The current Dell (News - Alert) board continues to back a plan that would have shareholders approve selling the company to Michael Dell and Silver Lake Partners, even though an alternative plan has been getting a lot of attention.
In a new document filed with the U.S. Securities and Exchange Commission, the independent directors called the $24.4 billion sale to Michael Dell/Silver Lake “the best alternative available.” The deal would pay $13.65 a share.
The directors point out in a letter to shareholders that currently there is a “challenging business environment” and the plan “offers certainty and a very material premium over pre-announcement trading price.”

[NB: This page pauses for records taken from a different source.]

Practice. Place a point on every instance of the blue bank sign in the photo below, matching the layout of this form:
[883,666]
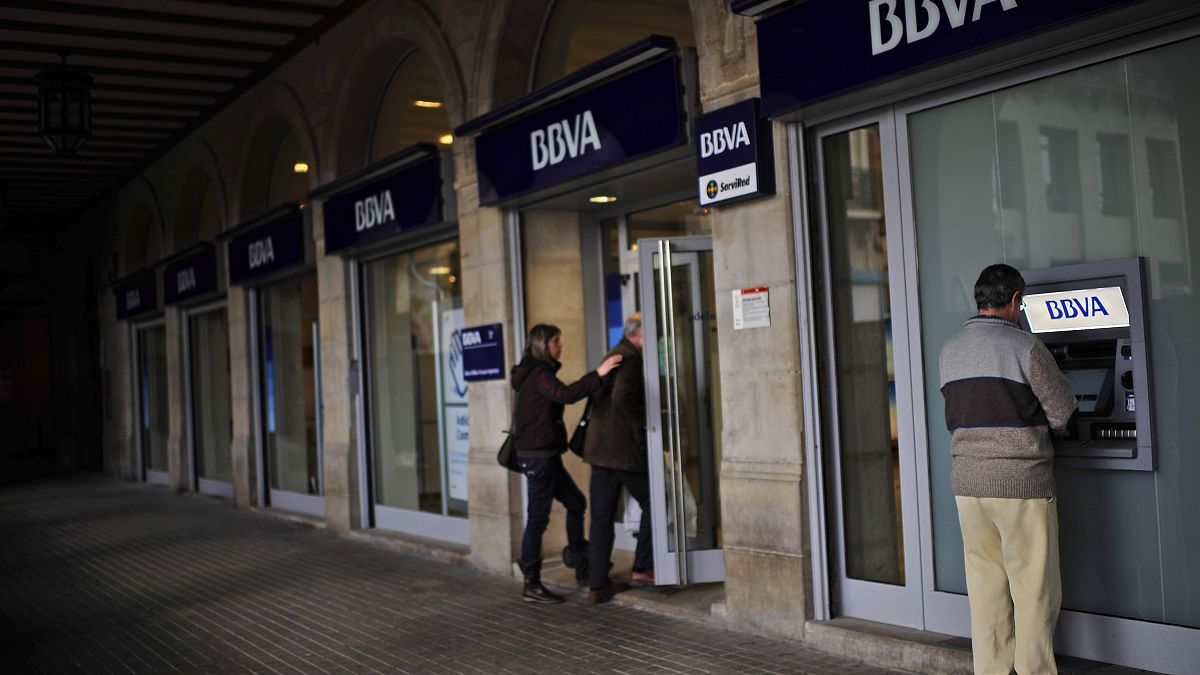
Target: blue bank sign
[267,249]
[600,127]
[137,294]
[735,154]
[402,199]
[483,352]
[821,47]
[190,276]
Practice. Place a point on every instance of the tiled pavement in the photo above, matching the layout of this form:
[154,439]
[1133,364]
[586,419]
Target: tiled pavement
[103,577]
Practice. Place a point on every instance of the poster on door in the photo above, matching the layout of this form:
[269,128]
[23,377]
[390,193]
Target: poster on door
[454,380]
[457,442]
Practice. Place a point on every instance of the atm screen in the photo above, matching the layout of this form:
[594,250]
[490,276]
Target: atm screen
[1090,387]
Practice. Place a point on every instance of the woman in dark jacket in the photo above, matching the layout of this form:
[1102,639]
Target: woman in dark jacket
[541,440]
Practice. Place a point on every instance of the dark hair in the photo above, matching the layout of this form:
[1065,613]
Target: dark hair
[996,285]
[540,335]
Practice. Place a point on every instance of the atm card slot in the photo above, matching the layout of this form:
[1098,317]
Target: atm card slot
[1093,449]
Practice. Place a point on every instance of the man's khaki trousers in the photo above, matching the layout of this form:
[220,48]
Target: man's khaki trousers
[1013,583]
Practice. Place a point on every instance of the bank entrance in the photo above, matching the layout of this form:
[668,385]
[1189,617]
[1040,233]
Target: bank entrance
[1073,165]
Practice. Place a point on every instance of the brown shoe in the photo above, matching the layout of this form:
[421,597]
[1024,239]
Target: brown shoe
[600,596]
[643,578]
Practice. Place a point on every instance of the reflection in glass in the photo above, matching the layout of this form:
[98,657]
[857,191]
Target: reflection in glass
[681,219]
[288,314]
[1143,113]
[211,417]
[153,387]
[418,396]
[868,442]
[697,387]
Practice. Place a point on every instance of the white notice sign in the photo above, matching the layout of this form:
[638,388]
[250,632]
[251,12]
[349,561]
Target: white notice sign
[751,308]
[1086,309]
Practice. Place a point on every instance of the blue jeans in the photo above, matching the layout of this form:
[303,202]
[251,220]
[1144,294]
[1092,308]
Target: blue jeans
[549,481]
[606,484]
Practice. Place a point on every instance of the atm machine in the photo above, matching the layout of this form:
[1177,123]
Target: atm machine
[1092,317]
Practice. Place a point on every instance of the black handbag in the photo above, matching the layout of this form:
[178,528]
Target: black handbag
[508,454]
[580,436]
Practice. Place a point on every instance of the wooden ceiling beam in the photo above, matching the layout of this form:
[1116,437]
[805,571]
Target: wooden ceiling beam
[79,9]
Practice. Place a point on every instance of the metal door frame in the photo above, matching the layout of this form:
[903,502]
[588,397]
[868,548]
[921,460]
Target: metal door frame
[153,477]
[897,604]
[286,500]
[671,568]
[441,526]
[195,482]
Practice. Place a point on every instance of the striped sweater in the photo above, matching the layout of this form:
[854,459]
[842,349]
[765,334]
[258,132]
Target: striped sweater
[1003,390]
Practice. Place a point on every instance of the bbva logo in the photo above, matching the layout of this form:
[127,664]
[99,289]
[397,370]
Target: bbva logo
[562,139]
[370,211]
[910,29]
[261,252]
[724,138]
[1074,308]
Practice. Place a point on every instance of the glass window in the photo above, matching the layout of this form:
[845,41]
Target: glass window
[868,440]
[681,219]
[1134,526]
[211,417]
[288,317]
[1114,166]
[417,392]
[153,387]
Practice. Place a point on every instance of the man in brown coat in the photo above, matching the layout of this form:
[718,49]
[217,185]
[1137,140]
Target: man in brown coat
[616,449]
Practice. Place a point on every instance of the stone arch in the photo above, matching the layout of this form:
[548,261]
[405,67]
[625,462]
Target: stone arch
[271,124]
[523,34]
[508,49]
[397,28]
[141,227]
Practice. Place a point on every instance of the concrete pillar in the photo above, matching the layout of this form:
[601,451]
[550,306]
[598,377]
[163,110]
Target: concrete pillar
[120,448]
[495,506]
[762,473]
[178,466]
[244,447]
[341,457]
[553,293]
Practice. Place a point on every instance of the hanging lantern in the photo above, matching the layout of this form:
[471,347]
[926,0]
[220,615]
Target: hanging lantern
[64,107]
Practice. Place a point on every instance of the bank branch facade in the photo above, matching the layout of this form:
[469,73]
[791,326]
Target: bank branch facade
[796,195]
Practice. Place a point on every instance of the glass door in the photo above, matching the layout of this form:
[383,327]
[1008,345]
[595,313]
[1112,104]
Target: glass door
[289,342]
[875,555]
[210,412]
[683,408]
[151,387]
[418,419]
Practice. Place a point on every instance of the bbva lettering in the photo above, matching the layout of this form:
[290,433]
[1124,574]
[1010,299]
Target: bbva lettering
[370,211]
[1073,308]
[185,280]
[261,252]
[910,29]
[724,138]
[562,139]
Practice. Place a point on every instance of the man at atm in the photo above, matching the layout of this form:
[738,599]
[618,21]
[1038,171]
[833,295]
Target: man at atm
[1003,393]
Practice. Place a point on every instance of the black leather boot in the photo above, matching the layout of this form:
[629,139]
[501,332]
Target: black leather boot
[534,592]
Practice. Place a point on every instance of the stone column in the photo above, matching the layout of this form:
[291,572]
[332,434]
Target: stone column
[762,478]
[244,447]
[341,457]
[495,505]
[120,447]
[178,466]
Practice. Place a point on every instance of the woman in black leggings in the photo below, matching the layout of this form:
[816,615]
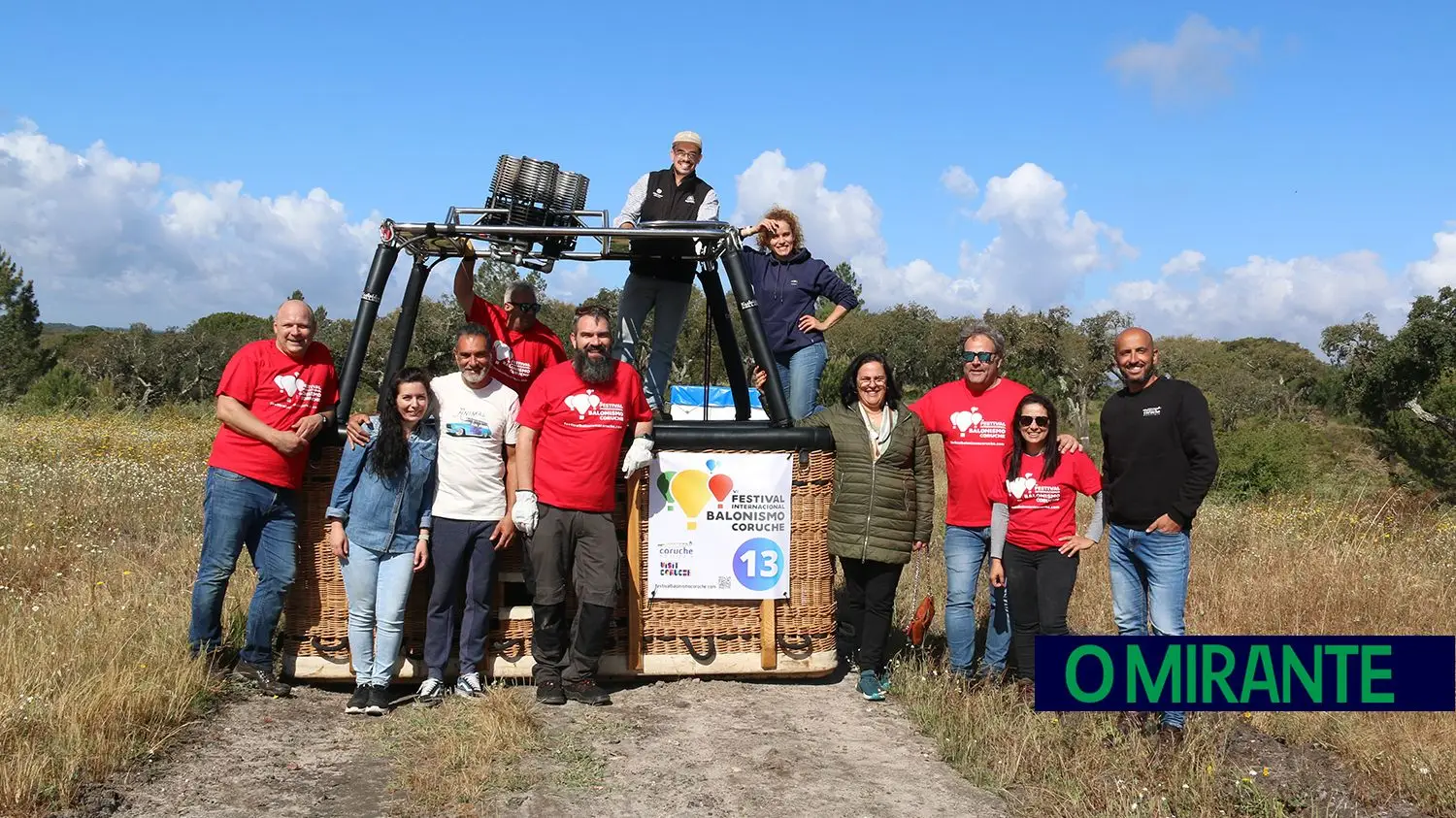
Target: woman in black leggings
[1034,539]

By supporting that plan, the directors reject the option promoted by billionaire Carl Icahn and Southeastern Asset Management. That side wants to see $12 a share or a “cash leveraged recap that would cost more than $21 billion. It would leave the company public,” Forbes explained in a report.
Shareholders will be asked to vote on the issue during a special meeting scheduled for July 18.
Not only does Icahn want shareholders to reject the plan to take the company private, he wants to see a new slate of directors installed at the company – and recently suggested on a CNBC TV interview that Michael Dell be replaced as the company’s CEO, TMCnet reported.
“He will not be running the company,” Icahn said during the interview. That is, if the new slate comes in.
Icahn added on TV that “the shareholders in this case are literally getting screwed” when it comes to the Michael Dell and Silver Lake Partners plan to take the company private.
Icahn and Southeastern Asset Management own a combined stake of about 13 percent in Dell.
“We, along with Icahn Enterprises L.P., believe that substantially greater value can be realized for Dell stockholders than what is reflected in the Management Buyout Proposal. In the near future, we will make our own proxy statement available to stockholders,” according to a recent letter to shareholders from the Icahn/Southeastern Asset Management side in the dispute.